Saturday, May 9, 2009

Sri Lanka and Responsibility to Protect Arise in UN, Would Ban Take to Council under Article 99?

Byline: Matthew Russell Lee of Inner City Press at UN
www.innercitypress.com/un1may7srilanka050809.html

UNITED NATIONS, May 8 -- With bombs dropping on civilians in Northern Sri Lanka and UN Secretary General Ban Ki-moon still mulling the government's invitation to visit, the talk at the UN has turned to the Responsibility to Protect. On May 6 at a reception attended by Ban Ki-moon and Ed Luck, his special adviser on R2P, as it known, Inner City Press asked Luck how the concept would apply to Sri Lanka. "To both sides," Luck answered.

He noted that R2P was formally cited during Kofi Annan's mediation in Kenya. Inner City Press asked what he thought of the appointment of former Indian Ambassador Nirupam Sen as the adviser to the President of the General Assembly on R2P. While diplomatically praising Sen, Luck remarked that India was the "last country to come aboard" on the R2P Outcome Document in 2005.

In May 7, Inner City Press asked Nirupam Sen for his views on R2P, specifically regarding Sri Lanka. While refusing to answer on Sri Lanka, Sen insisted first the India wasn't the last to join consensus in 2005, then that it had only held out to make the points of "U.S. civil society groups." Sen said that India's position had been that R2P should only be a UN doctrine if the use of the Security Council veto by five countries were repealed, to "eliminate the strategic imperatives of any great power." Video here, from Minute 41:42.

Ironically, it is China's and to some degree Russia's veto threats which have kept the carnage in Sri Lanka off of the Council's formal agenda, and keep the Council "dialogues" on the topic confined to the basement.

Inner City Press asked asked Sen about Sri Lanka's application to the International Monetary Fund for a $1.9 billion loan, and whether the bloodshed and internment camps in the North should be considered. Sen said that "anything the IMF does to reduce and tone down conditionality is a step in the right direction," toward "mitigating humanitarian impact." But what if the loan is used to involuntarily relocate and detain people? The IMF wouldn't do that, Sen implied. But wouldn't they?

On May 8, Inner City Press asked a senior Ban adviser about Sri Lanka's invitation. I don't think the Secretary General should go, the adviser replied. The government could just use it. He suggested that, instead, Ban should invoke Article 99 of the UN Charter and push to put Sri Lanka on the Council's agenda, in the name of R2P. The draft outcome document gives the Secretary General that role, Ban's adviser said. Inner City Press asked Ban's Deputy Spokesperson about this an hour later, but she said she had nothing to add to what Ban had said on May 5.

Ban's Deputy Spokesperson announced on Friday an upcoming trip by Ban, not to Sri Lanka but Manama, Bahrain. To many these seem to be strange priorities.

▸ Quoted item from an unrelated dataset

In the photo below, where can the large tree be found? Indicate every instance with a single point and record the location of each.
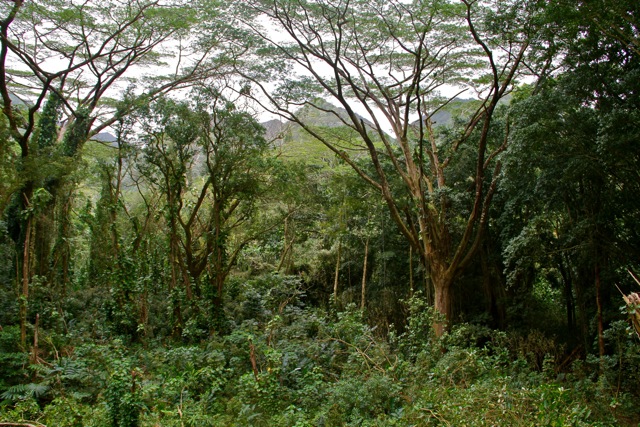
(75, 53)
(384, 62)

Inner City Press asked French Ambassador Jean-Maurice Ripert if his foreign minister Bernard Kouchner, another major player in R2P, is requesting a Security Council session on May 11, when he and his UK counter-part David Miliband will be in New York. Ripert said, "On the side of the meeting on the Middle East... we are organizing with UK a meeting... we are working on the exact form." Video here, from Minute 10:53.

Footnote 1: According to NGO sources, Ambassador Ripert in a recent meeting with them said, of Sri Lanka's Army, "their war is our war," which the NGOs took to mean the "war on terror." Some wondered if this didn't just give a green light to the Sri Lankan Army. We'll see: we will report on this site any response received, on France's view of Sri Lanka (or in advance of the Council's trip to Africa next week of MONUC in the Congo appearing in a memo in French to work with a war criminal.)

Footnote 2: In what could be called an R2P cat fight, Nirupan Sen's criticism of Ban's adviser Ed Luck went further, when Sen said the Fifth (Budget) Committee was right to refuse to confirm him in his post, and to keep him on "a dollar a year." Inner City Press asked Luck about the dollar, and if he has a UN phone number. Of the latter, Luck said he still doesn't, but that at the UN there are many people with phones but the Secretary General doesn't pick up at the other end. And if the call came from the Vanni conflict zone, would Mr. Ban pick up?